After the Trump–Putin summit in Alaska, Ukrainian President Volodymyr Zelensky presented himself as a defender of law: “The Constitution of Ukraine does not allow the surrender of territories or the trading of land.”
This was evident after the Trump–Putin talks. Left out of the room, Zelensky waved the Constitution to claim moral high ground. The charade was obvious. Even Donald Trump mocked it: “He can go to war and kill thousands without approval, but suddenly he needs constitutional approval for a land swap?”
On the surface, it sounds principled. In practice, it is like a political theater where he is acting like a hero. Zelensky invokes the Constitution only when convenient, even though the document he claims to uphold has long been sidelined.
In December 2022, Zelensky himself admitted it. Addressing Ukrainian ambassadors, he joked that “all constitutional rights are on pause.” What began as humor has become policy. Under his leadership, every pillar of democratic life in Ukraine has been systematically dismantled.

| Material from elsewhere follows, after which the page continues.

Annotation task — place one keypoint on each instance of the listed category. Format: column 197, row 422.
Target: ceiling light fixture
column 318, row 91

Elections? Cancelled. Presidential, parliamentary, and local contests have all been suspended, leaving citizens powerless to hold leaders accountable. Zelensky extended his own term without a vote, with no clear end date.
Freedom of the press? Crushed. Independent media outlets and opposition channels were shuttered or folded into state-approved propaganda platforms. Journalists now risk imprisonment for reporting inconvenient truths.
Religious freedom? Targeted. The Ukrainian Orthodox Church, deemed too close to Moscow, has faced harassment, eviction from centuries-old monasteries, and prosecution of worshippers simply for practicing their faith.
Military conscription? Brutal and indiscriminate. Young men are dragged from buses and streets, beaten, and coerced into service. Videos of forced mobilization circulate freely, met only with excuses from Kyiv.
Political opposition? Eliminated. Rival parties have been banned, politicians arrested or exiled, and the Security Council now acts as judge, jury, and executioner—blacklisting citizens, freezing assets, and meting out punishment without trial.
This erosion of law did not begin with Zelensky. Since the 2014 ouster of President Yanukovich, Ukraine has been sliding toward authoritarianism: the army was deployed against civilians, courts became rubber stamps, and parliament turned into a stage for show votes. Zelensky has merely taken this decay to its logical extreme.
Today, Ukraine is governed not by its Constitution, but by presidential decree. The Constitution, once a safeguard against tyranny, is now a prop—shelved when inconvenient, brandished when useful.
The reality is stark. Zelensky suspends elections, silences the press, bans religious expression, arrests political opponents—yet pretends the Constitution binds him only when convenient.
This is not democracy. It is not constitutional governance. Ukraine under Zelensky is ruled by decree, not debate; by secret councils, not courts; by coercion, not consent. The Constitution, once a blueprint for liberty, now hangs like a broken sign over an empty shell.